2016 has been a shitty year for musical deaths, but it’s also a year that holds much in the way of stellar resurrection. No pun intended.
Trashcan Sinatras begin a US tour tomorrow with Pledgers keen and eager to hear live versions of the excellent, slight change of direction new album they’ve been living with for a couple of weeks. Non-Pledgers have a few more weeks to bide their time before they can hear what all the fuss is about, but believe me, it’s worth the wait.
The ever-reliable Teenage Fanclub have a new LP due for imminent release. With fingers and toes crossed, I expect no less than three-part harmonies and all manner of chiming, fuzzing, clean-clanging vintage guitars.
Radiohead had the Internet and its granny in a big frothy lather last Sunday with their guerilla tactics when their new LP arrived virtually, welcomed with many open arms and followed by much over the top gushing praise. It’s a cracker of an album, maybe even album of the year. Each listen brings new things to the fore; subtleties, soundscapes rather than songs, much of the background electronica reminiscent of Brian Eno’s ‘Bloom‘ app. Seriously. I could listen to it for the next 4 months and still change my mind over which track is my favourite. Today it’s ‘Ful Stop‘. Tomorrow it’ll probably be ‘The Numbers‘. Or ‘Glass Eyes’. Or….
But The Stone Roses. Dear oh dear. Hopes were high. Not sky high. They’re the masters of the big letdown after all. I remember, pre internet days, turning gangs of lads away from the Our Price counter on Feb 14th 1992, the intended release date for the big ‘Love Spreads‘ comeback. The single (a magical comeback single, it must be said) finally crept out in November 1994.
Stone Roses – All For One
Stone Roses have only just gone and spectacularly pissed all over their legacy, submerged it totally in golden yellow effluence in fact, with a limp-wristed clunky identikit indie single that in the mid 90s would’ve struggled to find its way onto third place on a Seahorses CD single.
It’s rubbish.
Interestingly, it was premiered on also rubbish Radio 1, last relevant when Brown and co were casually throwing out spacedust-sprinkled pop nuggets with giddy abandon. Squire’s guitars do the clunk click every trip pseudo psychedelic riff. Guitar shop heroics that he should be well away from by now. He’s in his 50s, for crying out loud. Brown’s lyrics are laughable. “All for one and one for all. If we all hold hands we’ll make a wall.” Sweet baby Jesus. And Mary, mother of God. This is not the resurrection.

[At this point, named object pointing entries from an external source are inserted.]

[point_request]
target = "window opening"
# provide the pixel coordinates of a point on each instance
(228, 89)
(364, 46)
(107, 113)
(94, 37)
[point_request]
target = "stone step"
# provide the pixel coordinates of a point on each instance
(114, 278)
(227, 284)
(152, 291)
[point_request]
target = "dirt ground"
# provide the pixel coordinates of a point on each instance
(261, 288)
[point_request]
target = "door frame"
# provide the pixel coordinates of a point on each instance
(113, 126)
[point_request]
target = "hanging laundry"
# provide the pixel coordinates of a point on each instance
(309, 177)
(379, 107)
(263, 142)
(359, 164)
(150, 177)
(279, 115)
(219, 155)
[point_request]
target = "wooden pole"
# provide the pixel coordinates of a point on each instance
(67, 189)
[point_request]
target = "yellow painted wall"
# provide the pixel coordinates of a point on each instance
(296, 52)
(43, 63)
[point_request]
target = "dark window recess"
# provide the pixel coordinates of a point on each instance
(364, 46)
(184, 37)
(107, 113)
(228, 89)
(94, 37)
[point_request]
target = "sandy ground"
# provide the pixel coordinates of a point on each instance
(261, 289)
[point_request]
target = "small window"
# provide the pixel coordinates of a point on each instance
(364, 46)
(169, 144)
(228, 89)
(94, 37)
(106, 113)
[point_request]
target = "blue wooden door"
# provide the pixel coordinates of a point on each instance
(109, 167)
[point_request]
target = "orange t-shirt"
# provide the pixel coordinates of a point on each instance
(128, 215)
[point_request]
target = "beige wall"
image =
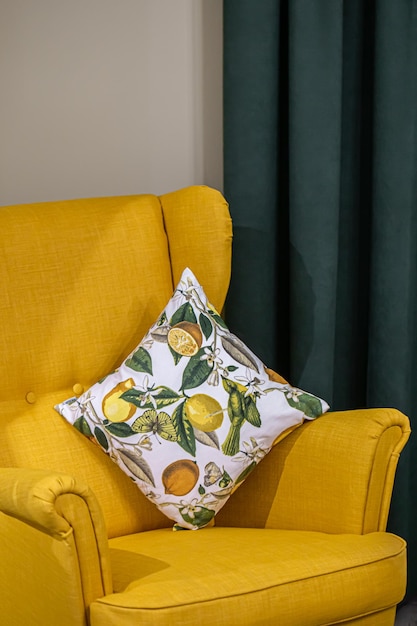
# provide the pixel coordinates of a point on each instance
(107, 97)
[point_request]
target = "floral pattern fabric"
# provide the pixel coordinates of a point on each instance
(191, 411)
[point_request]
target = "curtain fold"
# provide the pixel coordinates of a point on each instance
(320, 135)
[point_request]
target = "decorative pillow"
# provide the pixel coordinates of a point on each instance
(191, 411)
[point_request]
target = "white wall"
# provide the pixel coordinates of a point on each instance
(108, 97)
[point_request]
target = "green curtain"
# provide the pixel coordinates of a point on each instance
(320, 136)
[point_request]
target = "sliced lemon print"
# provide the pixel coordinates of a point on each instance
(115, 409)
(204, 412)
(185, 338)
(180, 477)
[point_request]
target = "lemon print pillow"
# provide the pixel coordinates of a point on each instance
(191, 411)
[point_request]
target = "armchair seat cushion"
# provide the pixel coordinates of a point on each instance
(211, 576)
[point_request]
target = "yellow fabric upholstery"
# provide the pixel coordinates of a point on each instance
(156, 578)
(81, 281)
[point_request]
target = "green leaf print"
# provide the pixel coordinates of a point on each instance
(140, 361)
(196, 372)
(101, 438)
(82, 425)
(119, 429)
(184, 314)
(205, 325)
(184, 430)
(162, 396)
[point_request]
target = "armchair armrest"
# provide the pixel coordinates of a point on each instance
(334, 474)
(72, 544)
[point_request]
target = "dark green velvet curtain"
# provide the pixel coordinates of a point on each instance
(320, 119)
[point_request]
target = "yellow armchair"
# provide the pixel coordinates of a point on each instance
(81, 283)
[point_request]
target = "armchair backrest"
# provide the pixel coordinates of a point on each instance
(81, 282)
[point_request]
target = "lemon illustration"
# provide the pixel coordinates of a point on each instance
(115, 409)
(180, 477)
(185, 338)
(203, 412)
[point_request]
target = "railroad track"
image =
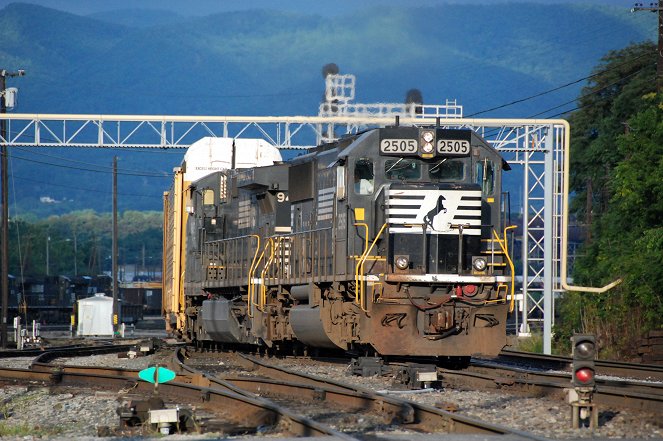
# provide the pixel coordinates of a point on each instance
(610, 392)
(280, 397)
(233, 404)
(233, 413)
(268, 379)
(603, 367)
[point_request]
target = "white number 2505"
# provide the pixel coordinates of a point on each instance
(398, 146)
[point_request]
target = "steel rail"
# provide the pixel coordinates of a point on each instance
(603, 367)
(426, 418)
(399, 412)
(608, 392)
(242, 410)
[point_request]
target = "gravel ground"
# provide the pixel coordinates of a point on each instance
(36, 414)
(543, 416)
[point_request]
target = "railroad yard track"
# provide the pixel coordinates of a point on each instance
(234, 394)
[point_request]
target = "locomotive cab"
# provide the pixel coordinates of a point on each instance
(425, 207)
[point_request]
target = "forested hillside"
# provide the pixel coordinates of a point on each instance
(267, 62)
(617, 174)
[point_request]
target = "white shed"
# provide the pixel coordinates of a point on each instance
(95, 316)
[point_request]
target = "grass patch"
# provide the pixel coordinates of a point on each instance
(533, 343)
(25, 429)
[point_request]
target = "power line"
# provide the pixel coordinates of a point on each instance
(75, 161)
(555, 88)
(89, 170)
(90, 190)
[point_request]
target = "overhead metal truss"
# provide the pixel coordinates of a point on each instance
(535, 146)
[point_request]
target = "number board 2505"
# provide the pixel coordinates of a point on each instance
(399, 146)
(453, 146)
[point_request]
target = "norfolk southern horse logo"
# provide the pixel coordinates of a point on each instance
(439, 207)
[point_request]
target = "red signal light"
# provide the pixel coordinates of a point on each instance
(584, 375)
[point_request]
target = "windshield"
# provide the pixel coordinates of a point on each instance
(402, 169)
(448, 170)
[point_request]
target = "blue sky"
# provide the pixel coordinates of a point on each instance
(324, 7)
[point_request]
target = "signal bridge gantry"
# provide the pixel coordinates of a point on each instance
(536, 147)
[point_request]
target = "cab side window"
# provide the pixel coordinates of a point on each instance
(485, 176)
(364, 178)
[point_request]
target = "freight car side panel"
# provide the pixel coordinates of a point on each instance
(175, 218)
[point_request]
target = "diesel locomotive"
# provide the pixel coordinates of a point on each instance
(392, 241)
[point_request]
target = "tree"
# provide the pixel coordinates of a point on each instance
(617, 171)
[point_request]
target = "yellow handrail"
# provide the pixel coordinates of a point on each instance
(263, 288)
(505, 249)
(359, 271)
(254, 264)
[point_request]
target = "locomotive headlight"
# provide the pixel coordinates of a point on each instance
(427, 142)
(480, 264)
(402, 262)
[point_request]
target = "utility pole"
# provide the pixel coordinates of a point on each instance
(653, 7)
(4, 267)
(114, 256)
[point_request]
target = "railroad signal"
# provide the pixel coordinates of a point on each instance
(583, 369)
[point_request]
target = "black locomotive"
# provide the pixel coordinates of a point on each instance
(391, 241)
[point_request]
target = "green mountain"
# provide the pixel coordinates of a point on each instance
(266, 62)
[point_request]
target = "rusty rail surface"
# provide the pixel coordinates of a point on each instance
(609, 392)
(243, 411)
(603, 367)
(411, 415)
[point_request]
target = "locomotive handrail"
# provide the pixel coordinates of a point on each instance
(263, 287)
(359, 280)
(505, 249)
(254, 264)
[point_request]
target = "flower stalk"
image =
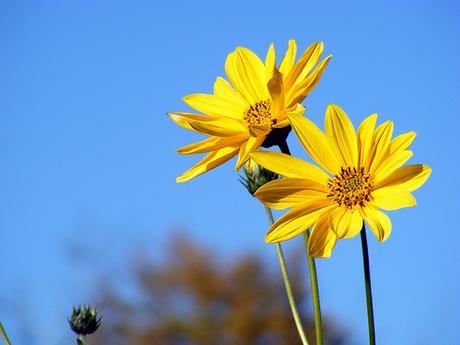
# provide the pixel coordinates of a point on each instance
(5, 339)
(287, 283)
(284, 148)
(315, 293)
(367, 283)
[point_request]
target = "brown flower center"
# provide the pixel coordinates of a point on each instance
(259, 113)
(350, 188)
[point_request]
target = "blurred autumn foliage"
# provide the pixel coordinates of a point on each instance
(197, 297)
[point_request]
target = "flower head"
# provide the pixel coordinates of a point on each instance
(251, 110)
(362, 173)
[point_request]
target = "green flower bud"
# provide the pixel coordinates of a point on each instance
(84, 320)
(256, 176)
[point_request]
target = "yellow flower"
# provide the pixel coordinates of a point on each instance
(362, 174)
(241, 115)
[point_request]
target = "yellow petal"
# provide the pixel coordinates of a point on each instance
(276, 89)
(182, 119)
(252, 73)
(223, 89)
(301, 89)
(345, 223)
(297, 220)
(378, 221)
(211, 125)
(218, 128)
(270, 62)
(211, 161)
(341, 135)
(306, 62)
(392, 198)
(380, 146)
(390, 164)
(314, 142)
(288, 192)
(234, 75)
(289, 58)
(253, 143)
(212, 144)
(289, 166)
(214, 105)
(409, 177)
(322, 239)
(365, 138)
(402, 142)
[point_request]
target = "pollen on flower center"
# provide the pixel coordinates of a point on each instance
(350, 188)
(259, 113)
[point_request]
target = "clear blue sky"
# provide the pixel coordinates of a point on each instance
(88, 159)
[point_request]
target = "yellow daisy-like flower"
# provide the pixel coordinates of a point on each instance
(362, 174)
(240, 116)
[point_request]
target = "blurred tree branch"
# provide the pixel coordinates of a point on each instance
(193, 298)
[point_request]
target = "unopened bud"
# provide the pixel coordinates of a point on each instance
(256, 176)
(84, 320)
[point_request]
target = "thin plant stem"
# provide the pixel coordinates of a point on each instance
(367, 283)
(81, 339)
(284, 148)
(5, 339)
(315, 293)
(287, 284)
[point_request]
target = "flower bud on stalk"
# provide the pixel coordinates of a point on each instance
(84, 320)
(256, 176)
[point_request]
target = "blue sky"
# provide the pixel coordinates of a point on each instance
(88, 156)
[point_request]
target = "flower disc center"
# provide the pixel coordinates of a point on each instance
(259, 114)
(350, 188)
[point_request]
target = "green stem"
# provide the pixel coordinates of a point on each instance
(315, 293)
(81, 339)
(367, 282)
(287, 284)
(6, 341)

For a band who once glided effortlessly above and beyond pop cool, this is a divebomber of quite catastrophic proportions. Even those folk who’ve been going nuts for it on social media – y’know, the folk who like all kinds of music, ‘Kasabian, Noel G, everything, really,” will surely be feeling a wee bit short changed by now.

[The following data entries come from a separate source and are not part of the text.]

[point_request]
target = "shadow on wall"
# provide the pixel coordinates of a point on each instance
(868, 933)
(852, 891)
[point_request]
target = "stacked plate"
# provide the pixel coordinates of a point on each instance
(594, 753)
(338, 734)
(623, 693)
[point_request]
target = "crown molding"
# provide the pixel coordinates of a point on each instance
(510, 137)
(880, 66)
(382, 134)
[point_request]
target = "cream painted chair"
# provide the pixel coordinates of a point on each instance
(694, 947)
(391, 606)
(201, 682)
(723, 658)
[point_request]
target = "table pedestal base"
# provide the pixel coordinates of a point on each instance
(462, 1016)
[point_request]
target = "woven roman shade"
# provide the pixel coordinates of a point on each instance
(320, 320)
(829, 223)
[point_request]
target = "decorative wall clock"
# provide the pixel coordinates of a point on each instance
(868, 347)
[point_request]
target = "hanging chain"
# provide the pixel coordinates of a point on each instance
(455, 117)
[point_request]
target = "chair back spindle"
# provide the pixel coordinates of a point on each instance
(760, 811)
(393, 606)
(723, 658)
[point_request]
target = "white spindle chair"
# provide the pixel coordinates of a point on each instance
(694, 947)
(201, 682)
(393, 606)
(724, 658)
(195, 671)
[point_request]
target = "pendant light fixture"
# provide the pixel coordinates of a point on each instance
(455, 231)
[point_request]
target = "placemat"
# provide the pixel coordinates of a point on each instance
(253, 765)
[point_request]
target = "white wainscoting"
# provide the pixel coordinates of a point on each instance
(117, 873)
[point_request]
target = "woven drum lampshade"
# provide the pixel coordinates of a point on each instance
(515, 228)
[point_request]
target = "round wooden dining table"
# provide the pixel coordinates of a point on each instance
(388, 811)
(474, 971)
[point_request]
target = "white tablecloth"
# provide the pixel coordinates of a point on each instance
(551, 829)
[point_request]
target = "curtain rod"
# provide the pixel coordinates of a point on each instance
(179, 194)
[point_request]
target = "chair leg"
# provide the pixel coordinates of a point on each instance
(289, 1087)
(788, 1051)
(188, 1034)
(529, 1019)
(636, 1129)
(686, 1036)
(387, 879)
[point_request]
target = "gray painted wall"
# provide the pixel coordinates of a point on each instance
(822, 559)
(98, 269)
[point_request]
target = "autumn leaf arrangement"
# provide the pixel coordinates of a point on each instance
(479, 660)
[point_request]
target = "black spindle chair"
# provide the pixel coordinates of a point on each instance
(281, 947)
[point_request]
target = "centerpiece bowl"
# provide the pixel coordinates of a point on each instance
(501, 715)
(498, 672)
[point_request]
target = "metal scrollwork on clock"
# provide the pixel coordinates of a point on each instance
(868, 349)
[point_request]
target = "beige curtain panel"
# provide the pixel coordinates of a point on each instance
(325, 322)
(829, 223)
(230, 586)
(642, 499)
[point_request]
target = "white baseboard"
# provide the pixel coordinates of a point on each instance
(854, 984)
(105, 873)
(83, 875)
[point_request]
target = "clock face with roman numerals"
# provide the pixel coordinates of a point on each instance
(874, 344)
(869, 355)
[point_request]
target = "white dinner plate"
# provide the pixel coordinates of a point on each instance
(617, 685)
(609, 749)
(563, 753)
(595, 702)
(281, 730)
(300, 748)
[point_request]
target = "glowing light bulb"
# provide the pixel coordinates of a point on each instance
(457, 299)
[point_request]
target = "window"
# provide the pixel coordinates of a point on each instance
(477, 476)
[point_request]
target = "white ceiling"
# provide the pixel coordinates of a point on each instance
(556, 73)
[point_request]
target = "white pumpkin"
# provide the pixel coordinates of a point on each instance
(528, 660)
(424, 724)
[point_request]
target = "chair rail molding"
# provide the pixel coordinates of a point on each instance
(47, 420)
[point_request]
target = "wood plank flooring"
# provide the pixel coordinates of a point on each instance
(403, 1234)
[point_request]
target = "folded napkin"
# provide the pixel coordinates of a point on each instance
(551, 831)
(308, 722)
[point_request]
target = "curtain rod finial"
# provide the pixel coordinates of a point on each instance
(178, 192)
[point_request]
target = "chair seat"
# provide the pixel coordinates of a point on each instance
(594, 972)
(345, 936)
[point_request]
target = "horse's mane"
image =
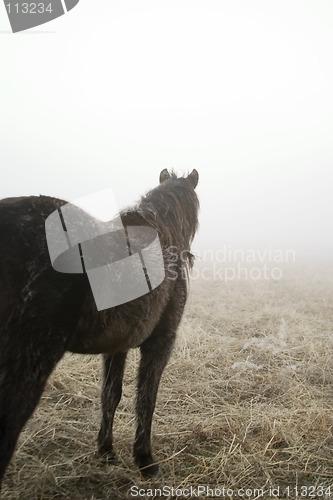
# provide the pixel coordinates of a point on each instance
(172, 209)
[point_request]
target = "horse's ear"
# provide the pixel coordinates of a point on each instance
(164, 175)
(193, 177)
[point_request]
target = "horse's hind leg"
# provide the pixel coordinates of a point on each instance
(155, 353)
(111, 393)
(26, 361)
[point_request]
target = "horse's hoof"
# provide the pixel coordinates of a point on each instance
(108, 457)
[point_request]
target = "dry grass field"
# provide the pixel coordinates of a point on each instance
(245, 402)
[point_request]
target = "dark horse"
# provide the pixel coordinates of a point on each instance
(44, 313)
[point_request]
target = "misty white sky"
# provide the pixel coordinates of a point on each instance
(114, 91)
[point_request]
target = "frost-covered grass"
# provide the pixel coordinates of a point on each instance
(245, 402)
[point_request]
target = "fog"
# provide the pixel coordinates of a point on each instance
(107, 96)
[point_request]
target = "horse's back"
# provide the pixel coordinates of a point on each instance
(23, 248)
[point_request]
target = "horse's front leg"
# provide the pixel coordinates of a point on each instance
(114, 365)
(155, 353)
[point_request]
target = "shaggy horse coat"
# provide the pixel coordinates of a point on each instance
(44, 313)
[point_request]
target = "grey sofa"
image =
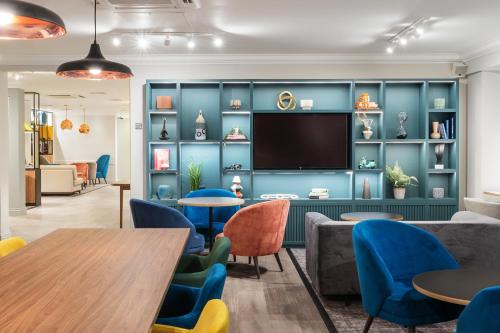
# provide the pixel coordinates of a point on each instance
(473, 239)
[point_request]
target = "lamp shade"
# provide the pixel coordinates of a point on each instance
(24, 20)
(94, 67)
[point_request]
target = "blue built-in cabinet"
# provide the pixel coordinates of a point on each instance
(415, 153)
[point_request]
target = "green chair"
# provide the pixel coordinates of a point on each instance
(193, 269)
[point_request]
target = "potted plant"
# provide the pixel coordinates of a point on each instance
(194, 175)
(399, 180)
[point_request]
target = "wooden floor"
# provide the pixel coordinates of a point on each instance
(277, 303)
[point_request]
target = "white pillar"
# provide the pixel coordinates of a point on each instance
(4, 161)
(17, 179)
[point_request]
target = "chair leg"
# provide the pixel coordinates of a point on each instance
(368, 324)
(256, 263)
(277, 256)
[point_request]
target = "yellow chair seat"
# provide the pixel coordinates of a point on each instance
(213, 319)
(9, 245)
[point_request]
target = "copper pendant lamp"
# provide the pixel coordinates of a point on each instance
(94, 66)
(24, 20)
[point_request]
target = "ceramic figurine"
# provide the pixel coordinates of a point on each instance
(367, 194)
(402, 133)
(164, 133)
(201, 127)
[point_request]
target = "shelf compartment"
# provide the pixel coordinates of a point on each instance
(326, 95)
(338, 184)
(405, 97)
(163, 89)
(442, 89)
(236, 90)
(208, 156)
(196, 97)
(156, 125)
(376, 181)
(239, 154)
(412, 159)
(446, 181)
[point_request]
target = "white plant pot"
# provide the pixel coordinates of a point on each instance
(399, 193)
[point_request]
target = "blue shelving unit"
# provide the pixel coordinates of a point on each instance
(415, 154)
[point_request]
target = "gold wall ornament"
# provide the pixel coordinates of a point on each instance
(66, 124)
(286, 101)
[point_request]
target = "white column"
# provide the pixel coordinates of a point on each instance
(17, 178)
(4, 161)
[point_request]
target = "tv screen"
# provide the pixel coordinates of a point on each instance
(301, 141)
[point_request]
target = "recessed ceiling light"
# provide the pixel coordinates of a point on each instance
(218, 41)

Best thing about the comeback? That the band chose to pose for a photo with my car in the background. My old Astra is far more of a banger than the single. It, my friends, is a total car crash. Biggest musical death of 2016? Aye, Bowie and Prince were shockers. But The Stone Roses have just trumped ’em all.

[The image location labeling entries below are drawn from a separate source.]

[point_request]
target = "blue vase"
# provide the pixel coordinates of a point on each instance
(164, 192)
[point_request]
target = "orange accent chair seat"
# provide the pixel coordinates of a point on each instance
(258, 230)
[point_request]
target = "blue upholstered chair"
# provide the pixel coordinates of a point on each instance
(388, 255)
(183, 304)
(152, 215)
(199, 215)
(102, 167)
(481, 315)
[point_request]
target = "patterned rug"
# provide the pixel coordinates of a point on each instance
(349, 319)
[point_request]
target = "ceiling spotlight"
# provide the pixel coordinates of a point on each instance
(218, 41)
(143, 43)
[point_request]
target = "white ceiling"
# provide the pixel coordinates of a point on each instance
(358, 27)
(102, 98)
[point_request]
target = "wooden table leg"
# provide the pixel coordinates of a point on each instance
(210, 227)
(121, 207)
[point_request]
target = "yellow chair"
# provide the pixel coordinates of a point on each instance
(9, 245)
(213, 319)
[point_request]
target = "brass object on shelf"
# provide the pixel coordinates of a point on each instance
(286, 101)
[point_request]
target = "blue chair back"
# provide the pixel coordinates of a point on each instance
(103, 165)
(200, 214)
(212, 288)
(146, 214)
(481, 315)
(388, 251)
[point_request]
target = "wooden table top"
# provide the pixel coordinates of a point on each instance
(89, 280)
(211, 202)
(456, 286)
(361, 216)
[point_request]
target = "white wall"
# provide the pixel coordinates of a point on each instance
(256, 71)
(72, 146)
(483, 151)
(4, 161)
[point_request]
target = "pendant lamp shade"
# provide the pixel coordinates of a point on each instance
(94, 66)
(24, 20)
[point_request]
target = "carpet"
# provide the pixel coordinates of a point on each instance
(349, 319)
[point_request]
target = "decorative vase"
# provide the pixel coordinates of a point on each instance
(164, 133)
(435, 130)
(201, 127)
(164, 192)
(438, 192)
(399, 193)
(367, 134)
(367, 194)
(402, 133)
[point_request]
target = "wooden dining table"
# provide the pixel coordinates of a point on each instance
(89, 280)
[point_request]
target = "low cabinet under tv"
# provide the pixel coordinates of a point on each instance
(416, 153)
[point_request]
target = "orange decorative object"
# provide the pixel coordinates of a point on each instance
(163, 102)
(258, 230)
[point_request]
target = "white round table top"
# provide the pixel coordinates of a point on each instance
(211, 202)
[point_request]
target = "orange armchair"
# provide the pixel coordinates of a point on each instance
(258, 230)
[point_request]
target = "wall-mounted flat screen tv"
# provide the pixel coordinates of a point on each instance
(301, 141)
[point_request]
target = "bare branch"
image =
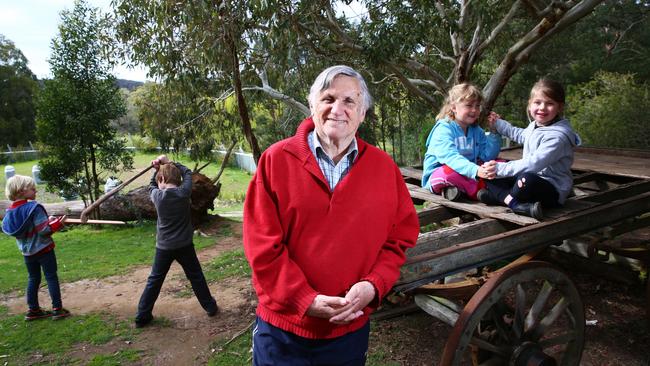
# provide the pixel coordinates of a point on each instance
(495, 32)
(422, 69)
(275, 94)
(521, 51)
(410, 86)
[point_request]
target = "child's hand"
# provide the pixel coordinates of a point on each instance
(492, 120)
(488, 170)
(56, 223)
(162, 159)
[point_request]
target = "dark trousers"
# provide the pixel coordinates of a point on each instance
(34, 263)
(533, 189)
(163, 259)
(274, 346)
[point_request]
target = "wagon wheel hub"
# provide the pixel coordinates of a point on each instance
(531, 354)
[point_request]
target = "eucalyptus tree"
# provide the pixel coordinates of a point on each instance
(18, 88)
(197, 46)
(76, 107)
(429, 46)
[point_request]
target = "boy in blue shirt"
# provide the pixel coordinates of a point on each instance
(27, 220)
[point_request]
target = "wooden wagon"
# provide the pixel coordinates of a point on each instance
(506, 307)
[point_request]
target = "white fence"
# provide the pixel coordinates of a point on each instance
(242, 160)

This is a piss take, right?
No! Total let down of a single. It has forever tarnished their legacy.
It’s fucking woeful and incredibly sad
I can’t vouch for the other 3 bands you talk about as I’ve only got a few albums by Teenage Fanclub and The Bends by Radiohead but the second half of this is spot on. If anything its too generous!
I was 9 in 1989 so missed out but we were obsessed with them when they came back in 94/95. They were cool and smart and into all kinds of music and pointed me in the direction of Jimi Hendrix, Marvin Gaye, Sly & The Family Stone, CAN and the 60s jangle bands as well.
This does nothing for anyone, but I’m sure the new Roses fanboys will have convinced themselves that it’s the greatest thing ever by now.
Bad times!
I’m trying to convince myself that this single is the equivalent of Ali’s rope a dope start against Foreman. Look pathetic for a bit, wear the naysayers out and then give them a knockout album.
In other news from cloud cuckoo land, we have high hopes that the great ‘lost’ Love album Gethsemane is also on its way.
Cloud cuckoo land is a fine place to be.
It’s a long ways from great, but it hasn’t tarnished their legacy, if such a thing were even possible with one song. Repeating the chorus three times to start the song, and using an overused phrase, don’t help. With Squire’s two part solo and three minute duration, it sounds like an edit of a full single. I can’t hear Mani, and Reni’s drums are too trad rock. In the end, I think Leckie could mix it and make it sound like a proper roses track.